They say three times is a charm.
There are signs that the state legislature and Governor Cuomo will try, for a third time, to pass legislation approving recreational marijuana in the next session, which begins in January.
Four new states, including New Jersey, passed legalization measures on Election Day, which means New York is surrounded on three sides by states that have opened new markets, or will be opening one soon. Plus, a glance at the state’s enormous out-year budget gaps would make even faithful followers of Nancy Reagan’s "Just Say No" campaign reconsider their position.
There are estimates that legalizing recreational cannabis in New York could bring in $300 million in revenue, annually.

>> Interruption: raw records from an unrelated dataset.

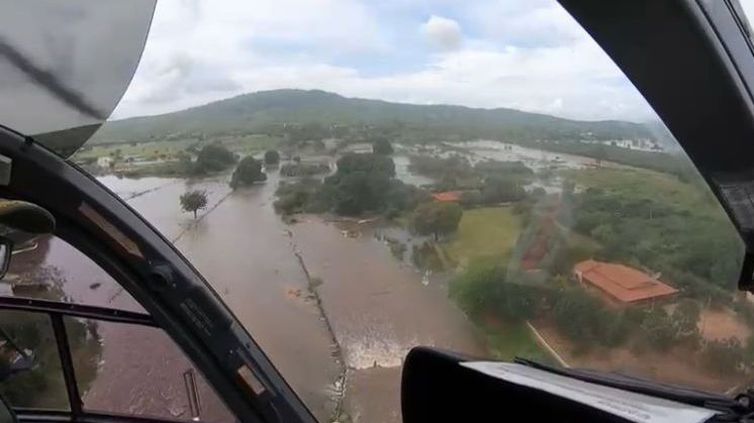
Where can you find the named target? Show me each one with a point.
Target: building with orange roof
(621, 283)
(448, 196)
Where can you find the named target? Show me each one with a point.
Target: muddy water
(246, 253)
(379, 310)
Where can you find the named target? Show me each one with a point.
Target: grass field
(642, 183)
(484, 234)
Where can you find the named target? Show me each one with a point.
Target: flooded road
(379, 310)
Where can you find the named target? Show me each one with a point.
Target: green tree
(360, 184)
(193, 201)
(436, 218)
(380, 145)
(271, 157)
(248, 171)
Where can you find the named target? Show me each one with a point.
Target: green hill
(265, 110)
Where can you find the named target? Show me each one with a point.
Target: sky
(524, 54)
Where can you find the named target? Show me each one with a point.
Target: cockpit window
(69, 63)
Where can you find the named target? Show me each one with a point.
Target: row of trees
(363, 183)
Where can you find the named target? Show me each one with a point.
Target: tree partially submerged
(213, 158)
(380, 145)
(193, 201)
(248, 171)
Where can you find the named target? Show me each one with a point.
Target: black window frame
(157, 276)
(56, 312)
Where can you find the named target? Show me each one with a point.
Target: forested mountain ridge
(260, 111)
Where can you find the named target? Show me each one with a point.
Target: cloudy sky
(524, 54)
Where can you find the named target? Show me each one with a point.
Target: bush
(382, 146)
(213, 158)
(304, 169)
(248, 171)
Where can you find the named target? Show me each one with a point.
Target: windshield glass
(65, 65)
(358, 178)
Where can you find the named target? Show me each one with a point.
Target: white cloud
(442, 33)
(199, 53)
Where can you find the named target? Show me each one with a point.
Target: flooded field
(330, 304)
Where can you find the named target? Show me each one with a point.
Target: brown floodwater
(343, 355)
(379, 309)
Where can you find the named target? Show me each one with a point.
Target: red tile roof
(448, 196)
(623, 283)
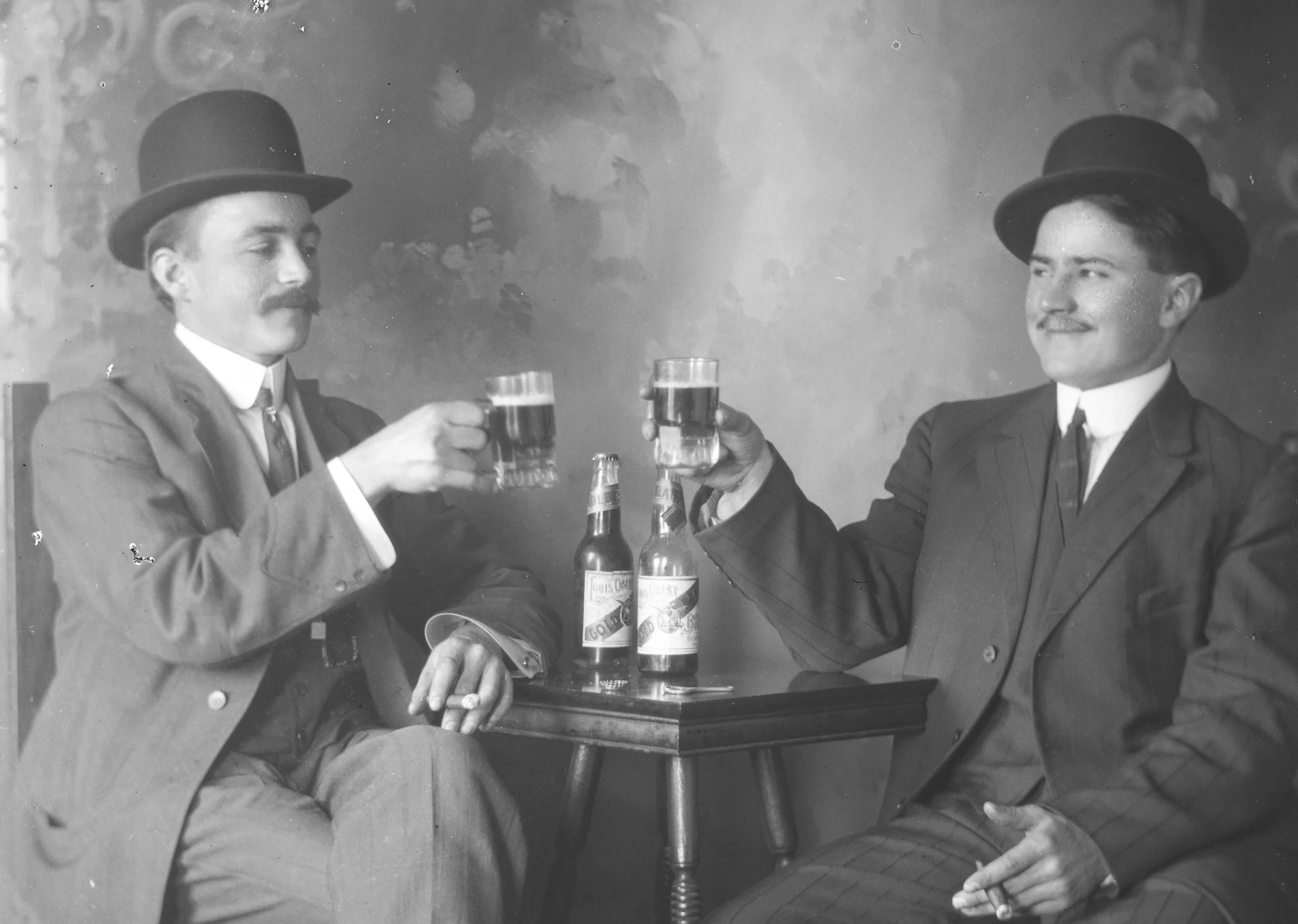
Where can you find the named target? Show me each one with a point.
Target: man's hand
(1051, 870)
(743, 446)
(469, 661)
(427, 449)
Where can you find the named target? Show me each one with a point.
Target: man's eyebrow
(309, 228)
(1075, 261)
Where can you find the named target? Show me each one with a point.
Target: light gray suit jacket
(131, 723)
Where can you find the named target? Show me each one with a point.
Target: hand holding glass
(521, 430)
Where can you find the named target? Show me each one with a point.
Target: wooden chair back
(28, 595)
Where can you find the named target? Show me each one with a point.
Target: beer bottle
(604, 574)
(668, 587)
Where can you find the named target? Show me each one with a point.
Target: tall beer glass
(684, 409)
(521, 428)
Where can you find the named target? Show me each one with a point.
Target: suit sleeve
(1229, 756)
(125, 540)
(838, 597)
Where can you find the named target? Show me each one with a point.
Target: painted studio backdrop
(803, 189)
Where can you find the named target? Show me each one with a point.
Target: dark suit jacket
(1166, 684)
(126, 732)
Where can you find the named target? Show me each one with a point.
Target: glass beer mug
(521, 430)
(684, 409)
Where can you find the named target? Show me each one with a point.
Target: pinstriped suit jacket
(1166, 682)
(126, 732)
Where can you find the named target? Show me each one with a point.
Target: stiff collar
(1110, 409)
(239, 377)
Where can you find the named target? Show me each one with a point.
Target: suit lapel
(1012, 469)
(230, 458)
(320, 439)
(1143, 470)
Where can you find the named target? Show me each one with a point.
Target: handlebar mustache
(294, 300)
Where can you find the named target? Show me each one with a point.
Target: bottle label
(668, 609)
(669, 504)
(606, 616)
(603, 497)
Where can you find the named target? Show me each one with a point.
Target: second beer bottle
(604, 574)
(668, 587)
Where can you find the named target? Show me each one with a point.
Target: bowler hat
(1137, 157)
(214, 145)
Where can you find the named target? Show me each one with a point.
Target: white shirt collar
(239, 377)
(1110, 409)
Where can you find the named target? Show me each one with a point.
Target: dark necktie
(1074, 460)
(281, 472)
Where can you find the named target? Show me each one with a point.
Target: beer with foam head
(686, 394)
(521, 429)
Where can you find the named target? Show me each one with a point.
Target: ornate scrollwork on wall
(1287, 177)
(1160, 78)
(202, 43)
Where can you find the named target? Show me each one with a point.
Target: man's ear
(1183, 296)
(169, 272)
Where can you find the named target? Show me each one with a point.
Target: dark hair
(173, 233)
(1170, 243)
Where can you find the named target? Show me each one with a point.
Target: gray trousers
(907, 871)
(377, 826)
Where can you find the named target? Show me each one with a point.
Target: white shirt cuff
(527, 661)
(376, 538)
(734, 500)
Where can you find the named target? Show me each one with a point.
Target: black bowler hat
(1130, 156)
(214, 145)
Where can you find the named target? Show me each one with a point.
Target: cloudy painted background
(803, 189)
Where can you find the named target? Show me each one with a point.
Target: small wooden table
(769, 709)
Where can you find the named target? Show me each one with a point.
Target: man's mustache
(296, 300)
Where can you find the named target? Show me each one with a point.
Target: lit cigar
(466, 701)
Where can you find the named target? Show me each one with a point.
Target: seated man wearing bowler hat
(237, 726)
(1101, 573)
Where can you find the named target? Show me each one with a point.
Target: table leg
(574, 821)
(683, 839)
(782, 834)
(662, 872)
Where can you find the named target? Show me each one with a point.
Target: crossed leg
(387, 826)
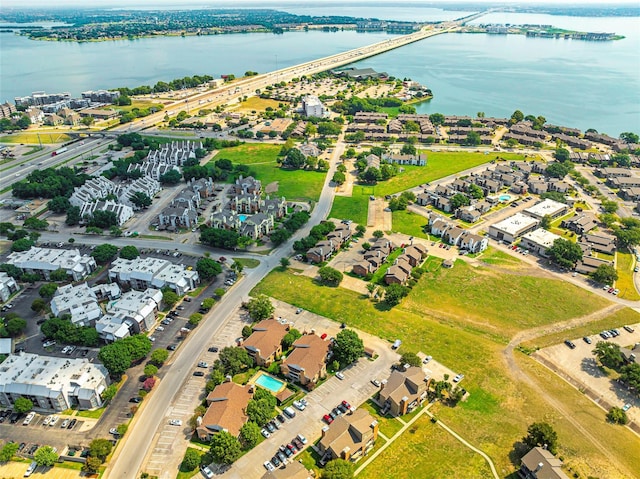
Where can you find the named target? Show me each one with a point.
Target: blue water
(270, 383)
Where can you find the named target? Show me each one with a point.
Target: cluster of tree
(161, 86)
(12, 325)
(317, 233)
(18, 122)
(118, 356)
(64, 331)
(49, 183)
(219, 238)
(290, 225)
(565, 253)
(609, 355)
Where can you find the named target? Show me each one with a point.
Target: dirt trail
(521, 375)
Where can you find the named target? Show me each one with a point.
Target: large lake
(574, 83)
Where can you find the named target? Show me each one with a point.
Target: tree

But don’t hold your breath.
In advance of the legislative session, the Citizens' Budget Commission released a report titled, "Getting into the Weeds about Potential Recreational Marijuana Revenues." One of the primary takeaways from the report is that it will likely take several years before the state realizes those revenues.
"Experience in other states shows that it takes approximately three to four years to realize consistent tax revenues," said Patrick Orecki, author of the report and Senior Research Associate with the Citizens Budget Commission.
This presumes the legislature and the governor can come to an agreement.
Among the key obstacles to passage over the last few years have been disagreements about licensure, and questions about how marijuana revenues would be distributed.
Assembly Majority Leader Crystal Peoples-Stokes and Senator Liz Krueger, the sponsors of cannabis legalization legislation, have argued that both the business of selling recreational pot, as well as the revenue realized from those sales, should, at least in part, benefit low-income communities of color.
But in his analysis of marijuana programs in states around the country, Orecki argues the best use of revenues can be found in states like Nevada and Illinois which carved out significant portions of revenue for either a rainy-day fund or for use in a general fund.
"Those are two good uses of the revenues because they become either budget balancing or supplemental revenue, and the legislature can then budget them in the course of regular budget negotiations every year," Orecki told Capital Tonight.
Many of the states that have legalized recreational cannabis earmark revenue the way Peoples-Stokes is suggesting. One example is Colorado, which has one of the most well-established marijuana markets in the country. According to the CBC’s research, half of the state’s revenues from sales goes toward school construction and public school aid. The other half is divided among health, substance abuse services, and law enforcement.
"It’s absolutely appropriate to use a portion of the revenues for administrative costs and to respond directly to externalities that stem from legalization, and it’s something that a lot of other states have done," Orecki told Capital Tonight. "But in general, beyond those costs, it’s most appropriate and in many cases common for a portion of the revenue to instead be transferred to the general fund and then the legislators and the governor can decide to spend that money on purposes that they see fit each year."
It sounds very much like one front in the battle over legalization that the governor and lawmakers have engaged in twice over the past two years.